It’s not easy for non African-American to adopt an African American child(ren) in the US. It’s discouraged, and I think Dateline or ABC News did a special about this a few years back in which a White couple had two African-American foster care children with a teenage mom who lost them to foster care. They were willing to adopt them, but they were returned to the mom. The toddler called his foster parents, and it turned out the teenage mom was back to her old ways.

- Renee on

To all the people that said there aren’t that any children available to adopt domenstically, then how do you explain the number of children waiting for adoption at 120,000 in 2006 (statistics from the Center for Law and Social Policy)?

- eternalcanadian on

Most of those children are older kids/teenagers or children with severe disabilities. Not everyone has the resources for that. Is it not understandable why someone who’s infertile would want to adopt a healthy baby/young child?

- Kate on

How would you know that Kate? Did you contact the Center for Law and Social Policy and find out exactly how many of those 120,000 children are older or have a disability?

- eternalcanadian on

It’s common knowledge. I live in the US, and I know many people who’ve tried adopt an infant domestically. There are hundreds up couples waiting to adopt for every infant put up for adoption. If you had any experience with adoption you would know this. Talk to the people on waiting lists before you cast stones at people who just want a healthy baby/young child.

- Kate on

Well said, Liz. Creating a family is a beautiful thing, no matter how you do it. People are allowed to choose their own paths, and shouldn’t be subjected to condemnation. We don’t know all the reasons this particular couple chose international adoption, and it is unjust to judge them (and others) for it.

- Jo on

I don’t understand calling the government shady because it has put in place a series a requirements that they think helps ensure the well-being of the adopted child.

- Terri on

““It shouldn’t be so hard to try to give someone a better life. The government in that country, it’s shady.””

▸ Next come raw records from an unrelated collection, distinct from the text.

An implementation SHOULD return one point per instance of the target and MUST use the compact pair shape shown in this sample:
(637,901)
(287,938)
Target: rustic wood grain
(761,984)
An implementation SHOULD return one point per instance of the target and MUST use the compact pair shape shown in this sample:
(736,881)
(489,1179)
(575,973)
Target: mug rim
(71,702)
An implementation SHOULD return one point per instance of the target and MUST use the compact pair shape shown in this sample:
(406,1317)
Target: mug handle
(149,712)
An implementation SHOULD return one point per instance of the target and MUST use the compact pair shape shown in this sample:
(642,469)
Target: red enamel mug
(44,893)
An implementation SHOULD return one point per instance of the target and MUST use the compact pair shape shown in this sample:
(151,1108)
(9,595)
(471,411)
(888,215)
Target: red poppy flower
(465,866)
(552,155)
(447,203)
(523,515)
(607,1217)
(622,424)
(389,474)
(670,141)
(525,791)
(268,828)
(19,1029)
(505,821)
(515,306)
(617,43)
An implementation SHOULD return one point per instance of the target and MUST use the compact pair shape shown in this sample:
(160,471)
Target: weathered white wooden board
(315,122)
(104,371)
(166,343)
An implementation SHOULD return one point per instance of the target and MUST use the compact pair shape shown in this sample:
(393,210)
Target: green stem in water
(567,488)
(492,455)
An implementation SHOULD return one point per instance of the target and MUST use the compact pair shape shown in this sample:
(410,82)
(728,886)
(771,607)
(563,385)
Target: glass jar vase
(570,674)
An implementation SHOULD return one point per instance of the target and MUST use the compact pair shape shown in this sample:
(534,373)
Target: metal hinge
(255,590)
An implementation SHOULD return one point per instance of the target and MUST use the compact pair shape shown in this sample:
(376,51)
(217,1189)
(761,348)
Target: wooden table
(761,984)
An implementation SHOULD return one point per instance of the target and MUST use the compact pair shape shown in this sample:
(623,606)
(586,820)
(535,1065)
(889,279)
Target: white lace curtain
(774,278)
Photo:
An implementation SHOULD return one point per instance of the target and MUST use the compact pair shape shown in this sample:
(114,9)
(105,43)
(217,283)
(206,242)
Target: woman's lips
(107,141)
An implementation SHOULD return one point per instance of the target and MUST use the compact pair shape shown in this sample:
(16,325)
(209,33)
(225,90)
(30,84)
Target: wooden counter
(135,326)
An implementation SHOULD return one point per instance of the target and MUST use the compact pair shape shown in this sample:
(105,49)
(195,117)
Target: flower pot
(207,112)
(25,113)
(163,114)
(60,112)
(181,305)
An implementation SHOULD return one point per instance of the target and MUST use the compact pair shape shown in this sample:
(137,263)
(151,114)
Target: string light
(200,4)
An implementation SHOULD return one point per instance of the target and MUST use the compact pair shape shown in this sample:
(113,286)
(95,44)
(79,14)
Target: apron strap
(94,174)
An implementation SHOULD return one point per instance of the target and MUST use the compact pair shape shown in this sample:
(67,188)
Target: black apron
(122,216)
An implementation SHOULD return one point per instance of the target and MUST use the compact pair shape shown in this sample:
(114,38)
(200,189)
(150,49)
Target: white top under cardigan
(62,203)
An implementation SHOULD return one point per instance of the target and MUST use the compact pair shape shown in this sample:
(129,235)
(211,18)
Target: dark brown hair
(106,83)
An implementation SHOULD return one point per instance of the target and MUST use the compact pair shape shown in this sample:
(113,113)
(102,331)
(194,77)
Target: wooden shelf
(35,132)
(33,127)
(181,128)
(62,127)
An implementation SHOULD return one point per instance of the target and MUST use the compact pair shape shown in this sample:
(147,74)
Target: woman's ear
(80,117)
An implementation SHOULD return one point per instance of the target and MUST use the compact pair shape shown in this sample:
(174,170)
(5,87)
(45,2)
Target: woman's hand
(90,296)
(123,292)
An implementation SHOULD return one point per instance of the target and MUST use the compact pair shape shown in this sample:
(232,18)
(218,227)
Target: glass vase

Hmm shady, unlike the U.S. government, Cole?

pot and kettle, pot and kettle.

- sinclair on

I agree with everyone who mentioned how difficult domestic adoption can be. I also want to point out that some of these celebs probably wouldn’t be able to adopt domestically even if they wanted to. Angelina and Brad, for example, would probably be turned away because of Angie’s past drug abuse (she has been very open about the fact that she was a drug abuser during her “wild child” phase). From what I’ve read, you can’t adopt in the U.S. if you have a history of substance abuse. I’m guessing Angie and Brad’s family size would also disqualify them.

Madonna would probably be turned away due to her age and the fact that she’s a single mother.

- CelebBabyLover on

thats a wonderful gift to give a child,a chance GOD bless Cole,and heidi for wanting to share themselves with a child who has little/or no advantage noe.